Here is your first look at the editorial content for the upcoming November/December issue of BioPhotonics.
Two-Photon Imaging and Neuropsychiatric Disease
Since its introduction to neuroscience, two-photon imaging has been used to image synaptic connections in living animals. The formation of synapses, their solidification, and disappearance forms one fundamental aspect of how intact brain circuits learn, memorize, and forget. Synaptic-scale two-photon imaging has also brought to light key mechanisms underlying neuropsychiatric diseases such as epilepsy, multiple sclerosis, or schizophrenia. Recent synaptic imaging in mice during prolonged anesthesia highlights once again, how two-photon microscopy may help to connect the dots and drive paradigm shifts in patient care, in this case, intensive care medicine. It’s long known that prolonged anesthesia often leads to cognitive deficits in ICU survivors of all ages, but it was only now shown that widespread synaptic changes may play a key role in it. More research in this direction will drive standardized, individually tailored anesthetic regimens in intensive care, and push adjuvant therapies to maintain brain structure and function during prolonged anesthesia.

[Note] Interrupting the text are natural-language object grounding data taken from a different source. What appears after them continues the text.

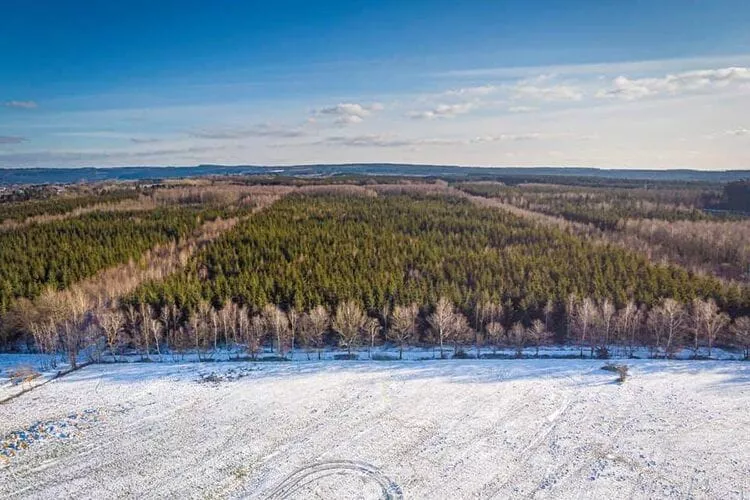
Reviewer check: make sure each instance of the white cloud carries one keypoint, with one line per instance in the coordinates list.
(479, 91)
(444, 111)
(522, 109)
(20, 104)
(541, 88)
(349, 113)
(689, 81)
(384, 141)
(738, 132)
(261, 130)
(11, 139)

NIR Spectroscopy and Stroke Detection
In most cases, near-infrared wavelengths are used due to their ability to partially transmit through biological tissues. Experiments utilizing conventional absorption have been developed to monitor relative concentrations of Hemoglobin, which can be correlated to brain activity. Time-resolved modalities have been developed to monitor flow dynamics and to determine absolute oxygen concentrations. These measurements can be used to track recovery times following a stroke. To elucidate structural information, ultrafast lasers are being used to collect images deep into brain tissue. Because of their short pulse duration, dynamical information can be simultaneously collected including blood flow and recovery in real-time. In this manuscript, a presentation of several experiments is discussed with particular focus on the different laser technologies used to facilitate these results.

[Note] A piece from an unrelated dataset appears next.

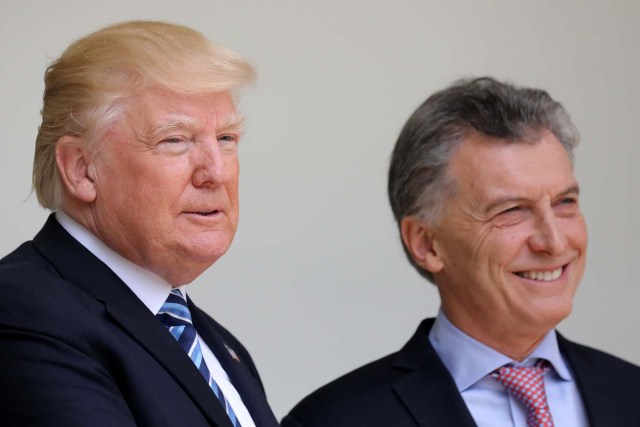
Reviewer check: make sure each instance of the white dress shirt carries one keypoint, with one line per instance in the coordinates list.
(153, 291)
(470, 362)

Fluorescence Lifetime Imaging and Glioblastoma Detection
Glioblastoma multiforme (GBM) is the most aggressive form of brain cancer. Despite its very poor prognosis, accurate tumor resection has been directly linked to elongated survival rates. During craniotomy procedures to perform tumor resection, neurosurgeons need to find a fine balance between aggressive resection of the tumor and the surrounding tissue while preserving the neurological activities of the brain. GBM tumors do not have a well-defined border. Instead, they are characterized by a highly infiltrative edge into the surrounding tissue, or peritumoral region. This peritumoral region harbors tumor cells and other cancer-associated molecular markers infiltrated within viable brain tissue. There is a need to identify and characterize the infiltrative edges of GBM tumors in vivo to avoid recurrence and improve the patient’s prognosis. Fluorescence lifetime imaging (FLIm) is an optical technique well-suited to interrogate tissues in vivo. By measuring the time-resolved fluorescence properties of tissue without the need of additional contrast agents, FLIm can distinguish different tissue types including cortex, white matter, tumor masses, and the infiltrative edges in GBM patients. Ongoing clinical studies will demonstrate the efficacy of optical techniques such as FLIm as an intraoperative tool for neurosurgeons to improve tumor resection strategies and ultimately impact the survival rate of GBM patients.

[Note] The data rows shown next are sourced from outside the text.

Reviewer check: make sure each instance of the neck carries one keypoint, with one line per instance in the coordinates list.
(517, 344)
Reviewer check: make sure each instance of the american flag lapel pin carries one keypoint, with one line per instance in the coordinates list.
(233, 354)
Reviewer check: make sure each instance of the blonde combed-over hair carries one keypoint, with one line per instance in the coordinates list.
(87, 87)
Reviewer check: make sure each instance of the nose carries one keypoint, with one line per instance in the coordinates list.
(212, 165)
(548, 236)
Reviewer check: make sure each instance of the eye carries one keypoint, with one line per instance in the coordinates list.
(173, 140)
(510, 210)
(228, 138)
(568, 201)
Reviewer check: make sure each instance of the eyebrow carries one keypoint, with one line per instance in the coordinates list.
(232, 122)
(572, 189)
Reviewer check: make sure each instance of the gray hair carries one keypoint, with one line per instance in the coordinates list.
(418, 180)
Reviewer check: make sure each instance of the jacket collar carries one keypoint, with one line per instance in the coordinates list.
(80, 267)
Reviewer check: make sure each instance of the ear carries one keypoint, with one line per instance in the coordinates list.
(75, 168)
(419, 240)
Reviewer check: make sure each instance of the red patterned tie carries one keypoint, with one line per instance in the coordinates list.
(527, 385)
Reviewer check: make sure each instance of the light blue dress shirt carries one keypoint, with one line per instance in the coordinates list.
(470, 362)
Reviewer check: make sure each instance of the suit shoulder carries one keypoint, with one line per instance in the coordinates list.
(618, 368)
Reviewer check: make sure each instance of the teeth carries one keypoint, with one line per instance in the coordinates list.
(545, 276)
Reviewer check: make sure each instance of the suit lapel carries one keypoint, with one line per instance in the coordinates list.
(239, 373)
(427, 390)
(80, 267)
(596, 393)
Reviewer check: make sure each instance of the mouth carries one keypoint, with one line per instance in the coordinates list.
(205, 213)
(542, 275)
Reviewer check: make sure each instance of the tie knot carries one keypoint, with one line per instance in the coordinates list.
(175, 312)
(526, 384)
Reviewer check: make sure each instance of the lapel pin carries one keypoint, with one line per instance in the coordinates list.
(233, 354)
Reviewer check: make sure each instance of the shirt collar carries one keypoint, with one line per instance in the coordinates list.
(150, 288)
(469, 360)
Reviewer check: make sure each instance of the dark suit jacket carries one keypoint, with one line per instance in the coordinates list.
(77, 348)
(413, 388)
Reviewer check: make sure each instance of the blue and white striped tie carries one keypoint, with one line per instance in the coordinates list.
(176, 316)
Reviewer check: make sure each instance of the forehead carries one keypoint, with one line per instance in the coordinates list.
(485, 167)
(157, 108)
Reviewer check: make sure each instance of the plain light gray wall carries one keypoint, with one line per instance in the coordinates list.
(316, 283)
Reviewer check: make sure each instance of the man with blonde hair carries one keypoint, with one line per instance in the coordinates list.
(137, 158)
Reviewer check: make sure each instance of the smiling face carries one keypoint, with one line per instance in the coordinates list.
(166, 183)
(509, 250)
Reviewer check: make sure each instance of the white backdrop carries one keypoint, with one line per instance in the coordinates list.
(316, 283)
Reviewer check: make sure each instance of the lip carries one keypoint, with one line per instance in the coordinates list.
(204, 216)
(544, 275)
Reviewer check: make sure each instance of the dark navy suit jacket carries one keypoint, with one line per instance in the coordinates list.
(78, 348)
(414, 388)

Lasers and Epilepsy Treatment
In a survey conducted by SUNY Downstate Medical Center some years ago, more than half of epilepsy patients said they would not consider brain surgery even if it cured them; and today neurosurgeons say much hesitancy remains. But while the most common treatments for epilepsy remain potent medication and invasive resection surgery (following craniotomy), lasers are shining the light on a potentially safer and lasting alternative. MRI-guided laser interstitial thermal therapy, where a laser-based system such as VISUALASE (distributed by Medtronic) heats and ablates the cells propagating seizures, has been shown in a multi-institutional study to dramatically improve patients outcomes on the Engel scale, even for those for whom drug therapy is not effective. And researchers at Cornell University used a Ti:sapphire laser to generate pulses that blocked seizure propagation in the neocortex in rats – all while not severing other key brain messaging, such as that involving tail movement. As probes guided by imaging technology have improved the precision of laser treatment, the day may arrive where laser treatment of epilepsy can swiftly profoundly improve quality of life, much as deep brain stimulation has done for those with various motor-related disabilities.